A lot of times the main question I have to answer for a particular piece I am going to play is not which guitar or amp but which speaker cabinet to pug the amp into.
This,,, gball is right on the money. The speakers & cab have the final say in our tone & like anything else, speakers types each have a unique voice. Cab design also plays a big part. CheersA lot of times the main question I have to answer for a particular piece I am going to play is not which guitar or amp but which speaker cabinet to pug the amp into.
kernel says
1. soul (including creativity and originality, artistic voice)

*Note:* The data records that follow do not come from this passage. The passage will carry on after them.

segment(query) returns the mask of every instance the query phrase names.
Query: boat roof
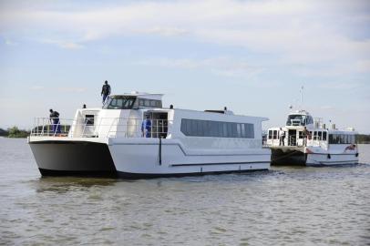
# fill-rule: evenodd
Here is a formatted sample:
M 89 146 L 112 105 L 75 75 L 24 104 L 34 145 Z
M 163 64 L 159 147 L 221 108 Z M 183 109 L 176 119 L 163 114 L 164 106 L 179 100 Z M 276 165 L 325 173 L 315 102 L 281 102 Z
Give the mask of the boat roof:
M 147 93 L 147 92 L 132 91 L 130 93 L 123 93 L 123 94 L 119 94 L 119 95 L 111 95 L 110 97 L 135 97 L 145 98 L 145 99 L 161 100 L 163 95 L 164 94 L 160 94 L 160 93 Z
M 306 110 L 303 109 L 300 109 L 300 110 L 295 110 L 293 112 L 290 112 L 289 115 L 305 115 L 305 116 L 311 116 L 311 114 L 309 112 L 307 112 Z

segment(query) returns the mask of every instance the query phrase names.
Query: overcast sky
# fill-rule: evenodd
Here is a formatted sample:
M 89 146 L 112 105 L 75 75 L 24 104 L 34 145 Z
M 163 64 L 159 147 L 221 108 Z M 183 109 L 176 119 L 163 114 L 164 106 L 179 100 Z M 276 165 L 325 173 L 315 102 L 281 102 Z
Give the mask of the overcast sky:
M 370 133 L 370 1 L 0 1 L 0 128 L 113 94 Z

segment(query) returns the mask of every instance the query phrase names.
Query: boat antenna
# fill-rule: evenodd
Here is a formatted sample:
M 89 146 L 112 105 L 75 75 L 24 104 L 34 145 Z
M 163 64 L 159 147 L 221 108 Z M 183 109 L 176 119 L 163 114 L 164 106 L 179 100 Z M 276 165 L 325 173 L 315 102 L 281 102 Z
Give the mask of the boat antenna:
M 304 89 L 304 87 L 303 87 L 303 86 L 302 86 L 301 87 L 301 110 L 302 110 L 302 108 L 303 107 L 303 89 Z

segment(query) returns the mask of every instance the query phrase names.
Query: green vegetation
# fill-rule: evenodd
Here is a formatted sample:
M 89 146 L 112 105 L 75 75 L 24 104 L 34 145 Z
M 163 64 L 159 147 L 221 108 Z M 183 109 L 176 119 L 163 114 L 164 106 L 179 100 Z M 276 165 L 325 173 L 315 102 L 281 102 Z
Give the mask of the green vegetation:
M 8 138 L 27 138 L 29 132 L 26 130 L 21 130 L 17 127 L 13 127 L 7 129 Z

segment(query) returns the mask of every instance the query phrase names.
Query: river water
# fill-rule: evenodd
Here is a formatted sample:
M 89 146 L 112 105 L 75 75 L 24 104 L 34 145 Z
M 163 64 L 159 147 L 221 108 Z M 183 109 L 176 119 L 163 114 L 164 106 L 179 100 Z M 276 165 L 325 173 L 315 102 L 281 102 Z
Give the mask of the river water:
M 41 178 L 26 139 L 0 138 L 0 244 L 370 245 L 364 164 L 125 180 Z

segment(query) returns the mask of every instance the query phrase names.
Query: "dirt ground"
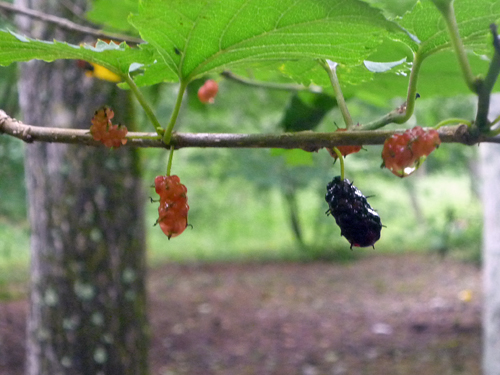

2. practice (including experience & history, and CONFIDENCE...)
3. technique (including pick choice, or bare fingers)
4. Tone controls (including pedals, EQ, amp controls)
5. Amp quality (including design, components, workmanship, power)
6. Signal chain (including pickups, cables, speakers)
7. Guitar characteristics (including setup, scale length, fretwork,
Pickup Placement, nut and bridge contact, nut and bridge material,
quality of components and whether it's stolen or not...
8. Hair, if any... including How Big, how clean, how radical, or how absent
9. Pants... including how tight, how clean, whether they even fit
10. fingernails (how long, how clean, how strong)
I'm sure there are more factors to the quest for tone, but that's enough for now.
THE QUEST FOR TONE HAS NO FINISH LINE
SO IT'S TECHNICALLY A DEATH MARCH...
I always found the "tone is in your fingers" expression to be a bit strange. I wouldn't say tone as such is in your fingers at all. Style, skill, choice of notes, musicality and melody are in your fingers (and in your way of thinking about music), but not actual tone. That fact that a player is instantly recognizable no matter what guitar is because of his or her personal playing style, not tone. B. B. King would be recognizable if he played on a Stratocaster, but he would sound like he was B. B. King playing, well, a Strat. The sound of the Strat would not magically become identical to a Gibson ES345 just because B. B. was playing it. You play and sound like yourself no matter what guitar or rig, but the actual tone will not be the same. Now, where and you pick on the strings will be important, and how cleanly you play (in a technical sense) so your technique definitely matters, but it's still not really your fingers that create the tone. They "only" create the music.
For guitar tone I believe the speaker and amp are the most influential parts of the equation, then (disregarding any effects) the pickups and their placement in relation to the bridge.